In 1918, Debs was convicted of giving a speech at Canton, Ohio, against participating in World War I that “caused and incited and attempted to cause and incite insubordination, disloyalty, mutiny and refusal of duty in the military and naval forces of the United States and with intent so to do [he] delivered, to an assembly of people, a public speech.”

 

He was found guilty of violating the Espionage Act of 1917, which essentially prohibited all acts — including speech — that were seditious, and the Sedition Act of 1918, which strengthened the anti-sedition provision of the 1917 law by making it a crime to “utter, print, write, or publish any disloyal, profane, scurrilous, or abusive language about” the U.S. government, Constitution, or armed forces.

Image of Debs leaving the Federal Penitentiary in Atlanta on Christmas Day 1921. He had been imprisoned in 1918 under the Sedition Act for giving a speech against participation in World War I. President Warren G. Harding commuted his sentence to time served in December 1921. (Image via Library of Congress, public domain)

Court upheld Debs' sedition conviction 

 

Debs lost his appeal to the Supreme Court in Debs v.
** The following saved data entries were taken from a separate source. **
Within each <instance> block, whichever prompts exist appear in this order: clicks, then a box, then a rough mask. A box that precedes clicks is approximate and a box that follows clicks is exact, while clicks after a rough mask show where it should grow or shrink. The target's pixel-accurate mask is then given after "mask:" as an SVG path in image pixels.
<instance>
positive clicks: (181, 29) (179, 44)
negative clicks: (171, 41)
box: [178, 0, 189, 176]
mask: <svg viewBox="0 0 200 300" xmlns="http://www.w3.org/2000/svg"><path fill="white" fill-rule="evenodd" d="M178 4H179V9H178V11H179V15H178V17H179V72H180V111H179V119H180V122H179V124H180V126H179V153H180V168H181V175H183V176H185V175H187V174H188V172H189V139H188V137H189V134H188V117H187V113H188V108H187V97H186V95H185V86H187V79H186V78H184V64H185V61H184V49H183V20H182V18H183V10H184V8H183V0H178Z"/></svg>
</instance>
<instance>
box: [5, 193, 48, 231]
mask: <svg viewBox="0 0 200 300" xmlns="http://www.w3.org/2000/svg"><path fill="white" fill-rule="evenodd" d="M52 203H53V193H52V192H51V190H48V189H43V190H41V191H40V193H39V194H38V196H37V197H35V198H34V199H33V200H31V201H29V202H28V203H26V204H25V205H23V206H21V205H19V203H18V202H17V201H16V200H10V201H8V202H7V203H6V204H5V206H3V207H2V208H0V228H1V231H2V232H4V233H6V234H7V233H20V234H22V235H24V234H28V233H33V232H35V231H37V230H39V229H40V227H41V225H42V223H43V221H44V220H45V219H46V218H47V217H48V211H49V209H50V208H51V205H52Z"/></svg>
United States (1919). Writing for the unanimous Supreme Court, Justice Oliver Wendell Holmes Jr. criticized Debs for speaking favorably of imprisoned persons who had been convicted of sedition and other war-related crimes. After a detailed discussion of the content of the speech—including Debs’ comment that he was unable to speak his mind due to restrictions on permissible speech, which Holmes viewed as Debs “intimating to his hearers that they might infer that he meant more” — Holmes affirmed Debs’ conviction.

 

The Debs decision was handed down one week after the Supreme Court upheld the 1917 and 1918 Espionage and Sedition Acts in Holmes’ famous decision in Schenck v. United States (1919), which introduced the “clear and present danger test.” In Debs, however, the Supreme Court did not consider whether Debs’s speech posed a “clear and present danger.”

 

Months before Debs' death, Congress passes pro-labor law

 

Debs received a 10-year prison sentence, of which he served two years. From prison, he ran in his fifth presidential election as the Socialist Party’s 1920 candidate and garnered almost one million votes. President Warren G. Harding pardoned him in 1921.

 

Debs was vindicated just months before his death with the enactment of the Railway Labor Act of 1926, which gave railway workers more input regarding their conditions of employment. Further, the passage of the National Labor Relations Act of 1935 recognized the general right of workers to organize and act collectively, rights that Debs would have argued were within the spirit, if not the letter, of the First Amendment.

 

This article was published in 2009. Clyde E. Willis (1942-2017) worked an attorney for 25 years before starting a second career as a professor. He taught political science for 18 years at Middle Tennessee State University. He wrote the Student’s Guide to Landmark Congressional Laws on the First Amendment.